Die hier vorgestellten Erfindungen betreffen ein weites Spektrum technischen Schaffens. Sie reichen von der einfachen Baumwoll-Entkernungsmaschine (Whitney) über komplexe Geräte wie Uhren (Harrison), Handfeuerwaffen (Colt), Näh- (Madersperger, Singer) und Schreibmaschinen (Mitterhofer) bis zur Erfindung ganzer Systeme etwa in der Elektrotechnik (Edison, Tesla). Es geht um die neuartige Verwendung traditioneller Rohstoffe, z.B. von Holz für die Erzeugung von Papier und Möbeln (Keller, Thonet) oder von Porzellan und Steingut (Böttger, Wedgwood), die Erzeugung wichtiger Werkstoffe in großen Mengen (Bessemer), ferner um die Anfänge der technischen Verwendung von Elektrizität zu Zwecken der Kommunikation (Morse) und zur Metallbeschichtung (Elkington), um deren Einsatz zum Antrieb von Motoren (Siemens) und zur Übertragung von Energie über weite Strecken (Tesla).
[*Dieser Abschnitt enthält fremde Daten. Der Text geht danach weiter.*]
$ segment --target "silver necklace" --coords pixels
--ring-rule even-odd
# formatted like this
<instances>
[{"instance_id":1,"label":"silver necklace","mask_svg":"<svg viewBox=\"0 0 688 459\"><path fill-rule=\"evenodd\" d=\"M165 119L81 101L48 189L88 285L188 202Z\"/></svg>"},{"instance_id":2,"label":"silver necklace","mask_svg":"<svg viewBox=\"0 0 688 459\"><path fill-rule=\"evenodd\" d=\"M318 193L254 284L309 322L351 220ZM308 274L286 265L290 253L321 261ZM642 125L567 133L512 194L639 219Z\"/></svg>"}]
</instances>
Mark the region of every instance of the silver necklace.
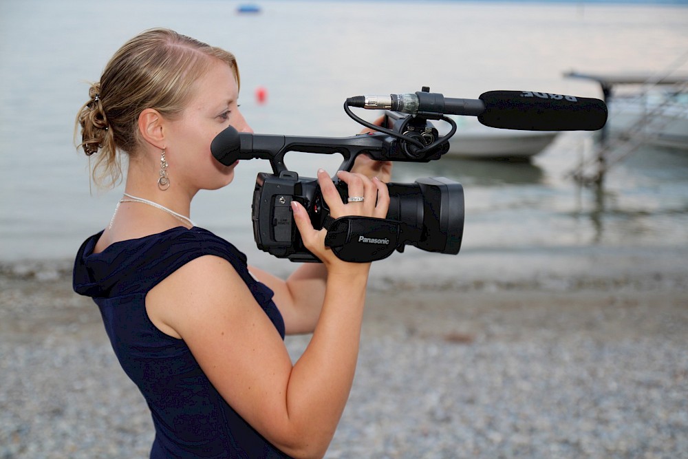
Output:
<instances>
[{"instance_id":1,"label":"silver necklace","mask_svg":"<svg viewBox=\"0 0 688 459\"><path fill-rule=\"evenodd\" d=\"M172 215L173 217L174 217L175 218L176 218L178 220L179 220L180 222L182 222L182 223L185 223L185 224L186 224L188 225L191 225L192 227L196 226L196 224L193 222L191 221L191 219L189 218L188 217L184 217L184 215L182 215L180 213L177 213L176 212L175 212L172 209L167 209L164 206L159 204L157 202L153 202L153 201L149 201L148 200L143 199L142 198L138 198L136 196L132 196L131 195L127 194L126 193L124 193L122 194L124 194L125 196L127 196L127 198L128 198L129 199L120 199L119 200L119 202L117 203L117 206L115 207L115 213L112 214L112 218L110 219L110 226L109 226L109 228L112 228L112 222L115 220L115 215L117 215L117 211L120 208L120 204L122 204L122 202L140 202L141 204L148 204L149 206L152 206L153 207L155 207L155 209L159 209L161 211L162 211L163 212L166 212L167 213L169 213L169 215Z\"/></svg>"}]
</instances>

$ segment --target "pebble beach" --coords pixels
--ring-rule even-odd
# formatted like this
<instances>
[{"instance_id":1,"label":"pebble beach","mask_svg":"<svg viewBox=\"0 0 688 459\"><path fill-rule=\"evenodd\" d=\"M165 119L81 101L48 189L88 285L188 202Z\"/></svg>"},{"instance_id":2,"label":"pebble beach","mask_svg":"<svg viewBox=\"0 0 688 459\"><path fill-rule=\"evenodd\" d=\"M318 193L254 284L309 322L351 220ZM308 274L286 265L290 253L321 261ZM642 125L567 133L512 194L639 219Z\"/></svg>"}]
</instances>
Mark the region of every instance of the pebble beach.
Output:
<instances>
[{"instance_id":1,"label":"pebble beach","mask_svg":"<svg viewBox=\"0 0 688 459\"><path fill-rule=\"evenodd\" d=\"M374 274L326 457L688 458L688 270L647 266L594 281ZM70 264L0 265L0 458L147 457L147 407ZM308 339L288 337L294 359Z\"/></svg>"}]
</instances>

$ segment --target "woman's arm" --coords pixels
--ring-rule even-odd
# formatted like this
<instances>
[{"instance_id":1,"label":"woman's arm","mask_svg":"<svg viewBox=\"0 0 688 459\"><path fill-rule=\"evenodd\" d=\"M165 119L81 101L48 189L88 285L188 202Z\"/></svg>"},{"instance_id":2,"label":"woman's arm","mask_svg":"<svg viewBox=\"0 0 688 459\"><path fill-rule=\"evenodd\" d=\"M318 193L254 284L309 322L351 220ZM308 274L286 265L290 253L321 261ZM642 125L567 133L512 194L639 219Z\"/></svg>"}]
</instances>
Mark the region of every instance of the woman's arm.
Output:
<instances>
[{"instance_id":1,"label":"woman's arm","mask_svg":"<svg viewBox=\"0 0 688 459\"><path fill-rule=\"evenodd\" d=\"M340 177L365 200L343 204L319 172L334 217L387 215L389 195L380 182ZM324 246L326 231L312 228L302 206L293 210L304 244L328 273L313 337L293 365L267 315L219 257L185 264L151 290L146 307L154 323L184 340L227 403L270 442L294 457L321 457L351 390L369 264L339 260Z\"/></svg>"}]
</instances>

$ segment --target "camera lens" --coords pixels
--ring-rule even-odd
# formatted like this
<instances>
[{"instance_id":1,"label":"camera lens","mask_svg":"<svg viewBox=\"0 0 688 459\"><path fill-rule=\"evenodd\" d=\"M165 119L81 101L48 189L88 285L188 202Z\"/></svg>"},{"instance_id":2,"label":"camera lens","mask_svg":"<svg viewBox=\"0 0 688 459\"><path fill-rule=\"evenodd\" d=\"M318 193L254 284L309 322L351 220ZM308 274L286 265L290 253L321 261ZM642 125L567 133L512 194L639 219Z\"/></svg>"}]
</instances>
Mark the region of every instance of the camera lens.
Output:
<instances>
[{"instance_id":1,"label":"camera lens","mask_svg":"<svg viewBox=\"0 0 688 459\"><path fill-rule=\"evenodd\" d=\"M390 183L387 218L402 224L402 239L429 252L455 255L464 233L464 189L444 177Z\"/></svg>"}]
</instances>

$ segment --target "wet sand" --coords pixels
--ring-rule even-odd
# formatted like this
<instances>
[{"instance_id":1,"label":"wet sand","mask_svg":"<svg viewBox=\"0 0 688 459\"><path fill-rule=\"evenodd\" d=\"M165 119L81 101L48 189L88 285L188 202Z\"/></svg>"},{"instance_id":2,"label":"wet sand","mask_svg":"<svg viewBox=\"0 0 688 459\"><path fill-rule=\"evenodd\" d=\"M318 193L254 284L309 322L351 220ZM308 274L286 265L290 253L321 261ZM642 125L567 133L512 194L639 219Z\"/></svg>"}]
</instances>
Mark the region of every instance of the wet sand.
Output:
<instances>
[{"instance_id":1,"label":"wet sand","mask_svg":"<svg viewBox=\"0 0 688 459\"><path fill-rule=\"evenodd\" d=\"M0 266L0 457L147 457L147 408L69 269ZM327 457L688 457L688 288L669 270L374 281ZM307 342L288 337L294 358Z\"/></svg>"}]
</instances>

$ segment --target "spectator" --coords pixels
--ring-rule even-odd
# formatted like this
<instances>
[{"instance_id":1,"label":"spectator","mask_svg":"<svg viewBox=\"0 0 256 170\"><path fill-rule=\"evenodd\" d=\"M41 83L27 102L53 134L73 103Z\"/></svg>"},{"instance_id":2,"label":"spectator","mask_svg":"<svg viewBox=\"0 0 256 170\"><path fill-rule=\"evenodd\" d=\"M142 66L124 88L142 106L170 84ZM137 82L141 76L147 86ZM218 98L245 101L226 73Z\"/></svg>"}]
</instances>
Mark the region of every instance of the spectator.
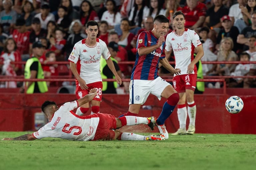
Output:
<instances>
[{"instance_id":1,"label":"spectator","mask_svg":"<svg viewBox=\"0 0 256 170\"><path fill-rule=\"evenodd\" d=\"M239 57L240 61L249 61L250 55L246 52L241 53ZM230 73L232 76L244 76L247 74L250 70L250 64L239 64L236 66L235 71ZM244 79L243 78L230 78L228 82L229 87L243 87Z\"/></svg>"},{"instance_id":2,"label":"spectator","mask_svg":"<svg viewBox=\"0 0 256 170\"><path fill-rule=\"evenodd\" d=\"M32 46L33 56L28 60L25 65L24 75L25 79L44 78L43 71L39 59L43 54L42 47L40 42L35 42L33 43ZM27 94L44 93L48 91L46 82L44 81L26 82L21 88L21 92L24 92L25 86L27 88L26 92Z\"/></svg>"},{"instance_id":3,"label":"spectator","mask_svg":"<svg viewBox=\"0 0 256 170\"><path fill-rule=\"evenodd\" d=\"M186 2L187 5L181 9L185 15L185 27L195 30L202 26L204 22L206 7L197 0L186 0Z\"/></svg>"},{"instance_id":4,"label":"spectator","mask_svg":"<svg viewBox=\"0 0 256 170\"><path fill-rule=\"evenodd\" d=\"M28 0L25 1L22 7L22 13L18 18L25 20L26 26L28 30L32 29L31 25L32 24L32 20L35 15L33 11L34 7L32 3Z\"/></svg>"},{"instance_id":5,"label":"spectator","mask_svg":"<svg viewBox=\"0 0 256 170\"><path fill-rule=\"evenodd\" d=\"M3 32L8 35L11 33L17 18L17 13L12 9L13 5L11 0L4 0L4 10L0 13L0 24L3 26Z\"/></svg>"},{"instance_id":6,"label":"spectator","mask_svg":"<svg viewBox=\"0 0 256 170\"><path fill-rule=\"evenodd\" d=\"M72 21L74 20L79 19L79 13L77 10L73 8L72 1L61 0L60 6L64 6L67 8L67 15L69 18L69 21Z\"/></svg>"},{"instance_id":7,"label":"spectator","mask_svg":"<svg viewBox=\"0 0 256 170\"><path fill-rule=\"evenodd\" d=\"M83 33L82 25L79 20L74 20L71 23L69 27L69 33L70 34L67 39L67 42L65 46L66 54L66 60L68 60L69 55L73 47L77 42L87 37L87 36Z\"/></svg>"},{"instance_id":8,"label":"spectator","mask_svg":"<svg viewBox=\"0 0 256 170\"><path fill-rule=\"evenodd\" d=\"M234 48L232 50L236 52L238 50L241 49L241 45L237 42L239 31L236 27L232 26L232 21L228 15L224 15L221 18L221 25L223 28L220 31L217 36L216 49L219 50L219 43L222 39L224 37L230 37L234 42Z\"/></svg>"},{"instance_id":9,"label":"spectator","mask_svg":"<svg viewBox=\"0 0 256 170\"><path fill-rule=\"evenodd\" d=\"M217 60L217 56L213 52L214 47L212 41L208 37L209 29L207 27L203 27L199 31L199 36L201 38L201 42L203 45L204 54L201 58L202 61L213 61ZM212 64L202 64L203 75L208 74L214 71L214 67Z\"/></svg>"},{"instance_id":10,"label":"spectator","mask_svg":"<svg viewBox=\"0 0 256 170\"><path fill-rule=\"evenodd\" d=\"M50 50L55 52L57 61L64 60L62 58L63 48L67 41L64 39L65 33L61 28L57 28L55 30L56 39L51 37L50 39Z\"/></svg>"},{"instance_id":11,"label":"spectator","mask_svg":"<svg viewBox=\"0 0 256 170\"><path fill-rule=\"evenodd\" d=\"M47 24L47 36L46 38L48 41L51 37L55 38L55 29L57 27L57 24L55 21L50 21Z\"/></svg>"},{"instance_id":12,"label":"spectator","mask_svg":"<svg viewBox=\"0 0 256 170\"><path fill-rule=\"evenodd\" d=\"M118 61L115 59L117 51L118 51L118 44L115 42L111 42L108 45L108 48L110 53L110 59L112 60L119 76L123 78L122 73L118 64ZM115 77L107 65L106 60L102 57L100 59L100 74L102 79L107 78L115 79ZM116 81L109 82L102 81L103 93L116 93L117 83Z\"/></svg>"},{"instance_id":13,"label":"spectator","mask_svg":"<svg viewBox=\"0 0 256 170\"><path fill-rule=\"evenodd\" d=\"M40 20L37 18L32 20L32 31L29 35L29 54L32 54L32 44L39 41L40 37L46 37L47 34L46 30L41 28Z\"/></svg>"},{"instance_id":14,"label":"spectator","mask_svg":"<svg viewBox=\"0 0 256 170\"><path fill-rule=\"evenodd\" d=\"M238 29L239 27L236 25L236 22L239 20L243 19L243 14L241 12L241 8L244 8L247 1L247 0L237 0L238 3L231 6L229 9L228 16L231 18L232 25L235 26Z\"/></svg>"},{"instance_id":15,"label":"spectator","mask_svg":"<svg viewBox=\"0 0 256 170\"><path fill-rule=\"evenodd\" d=\"M110 32L108 34L108 42L114 42L118 44L119 42L119 38L117 33L115 32ZM118 50L117 53L114 57L115 59L118 62L125 61L128 60L128 54L127 51L125 49L121 46L118 45ZM131 68L128 68L127 64L118 64L118 65L121 70L121 71L124 73L125 76L130 76L131 75Z\"/></svg>"},{"instance_id":16,"label":"spectator","mask_svg":"<svg viewBox=\"0 0 256 170\"><path fill-rule=\"evenodd\" d=\"M115 26L120 24L122 19L120 13L118 12L116 2L114 0L107 0L106 2L107 11L104 12L101 21L106 21L108 23L109 29L113 30Z\"/></svg>"},{"instance_id":17,"label":"spectator","mask_svg":"<svg viewBox=\"0 0 256 170\"><path fill-rule=\"evenodd\" d=\"M94 20L97 22L100 21L91 2L87 0L83 1L80 6L80 20L84 26L88 21Z\"/></svg>"},{"instance_id":18,"label":"spectator","mask_svg":"<svg viewBox=\"0 0 256 170\"><path fill-rule=\"evenodd\" d=\"M148 16L155 18L158 15L165 15L166 10L163 8L163 2L161 0L150 0L149 8L143 11L143 19Z\"/></svg>"},{"instance_id":19,"label":"spectator","mask_svg":"<svg viewBox=\"0 0 256 170\"><path fill-rule=\"evenodd\" d=\"M29 35L30 32L27 31L26 21L23 18L16 21L16 29L13 31L12 37L17 45L17 49L21 55L23 61L29 58Z\"/></svg>"},{"instance_id":20,"label":"spectator","mask_svg":"<svg viewBox=\"0 0 256 170\"><path fill-rule=\"evenodd\" d=\"M8 39L4 44L4 51L0 56L0 61L4 62L3 65L0 65L0 67L2 68L2 74L7 76L16 76L17 74L21 74L21 64L13 64L10 63L12 61L21 61L20 54L17 49L17 46L15 41L11 38ZM6 88L16 88L16 82L6 82L4 86ZM3 87L2 86L2 87Z\"/></svg>"},{"instance_id":21,"label":"spectator","mask_svg":"<svg viewBox=\"0 0 256 170\"><path fill-rule=\"evenodd\" d=\"M247 46L248 39L250 36L252 35L256 35L256 11L254 11L252 13L251 21L252 21L252 26L244 28L237 36L237 41L239 43L244 44L244 50L248 48Z\"/></svg>"},{"instance_id":22,"label":"spectator","mask_svg":"<svg viewBox=\"0 0 256 170\"><path fill-rule=\"evenodd\" d=\"M132 46L131 42L134 35L129 31L130 25L127 18L124 18L121 21L120 28L122 34L119 38L118 44L124 47L127 51L131 51Z\"/></svg>"},{"instance_id":23,"label":"spectator","mask_svg":"<svg viewBox=\"0 0 256 170\"><path fill-rule=\"evenodd\" d=\"M58 64L56 64L51 65L47 64L48 62L54 62L56 61L56 56L55 53L53 51L49 51L45 54L46 59L44 62L43 65L42 65L44 70L44 75L45 78L50 78L51 76L57 76L58 75ZM52 82L52 83L54 83ZM50 82L46 82L47 86L50 86ZM51 83L52 84L52 83Z\"/></svg>"},{"instance_id":24,"label":"spectator","mask_svg":"<svg viewBox=\"0 0 256 170\"><path fill-rule=\"evenodd\" d=\"M108 24L106 21L101 21L99 24L99 37L98 38L108 44Z\"/></svg>"},{"instance_id":25,"label":"spectator","mask_svg":"<svg viewBox=\"0 0 256 170\"><path fill-rule=\"evenodd\" d=\"M47 24L50 21L55 21L54 16L50 13L50 7L47 4L45 4L41 7L41 12L35 16L40 20L41 27L44 29L47 29Z\"/></svg>"},{"instance_id":26,"label":"spectator","mask_svg":"<svg viewBox=\"0 0 256 170\"><path fill-rule=\"evenodd\" d=\"M60 6L58 9L58 17L56 24L58 26L63 29L65 32L67 32L70 25L67 14L67 9L64 6Z\"/></svg>"}]
</instances>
Es finden sich Kraftmaschinen (Fourneyron, Kaplan, Watt), Maschinen zur Herstellung textiler Fäden (Arkwright) und Flächen (Jacquard), zum Zusammenfügen von Textilien (Madersperger, Singer) sowie für die Kälte- und Wärmetechnik (Hörbiger, Linde), Beiträge zur Fahrzeugtechnik zu Wasser (Ressel), zu Lande (Benz, Daimler, Drais, Porsche, Stephenson) und in der Luft (Brüder Wright) und nicht zuletzt die technische Anwendung chemischer Prozesse zu recht unterschiedlichen Zwecken (Baekeland, Daguerre, Goodyear, Nobel, Talbot).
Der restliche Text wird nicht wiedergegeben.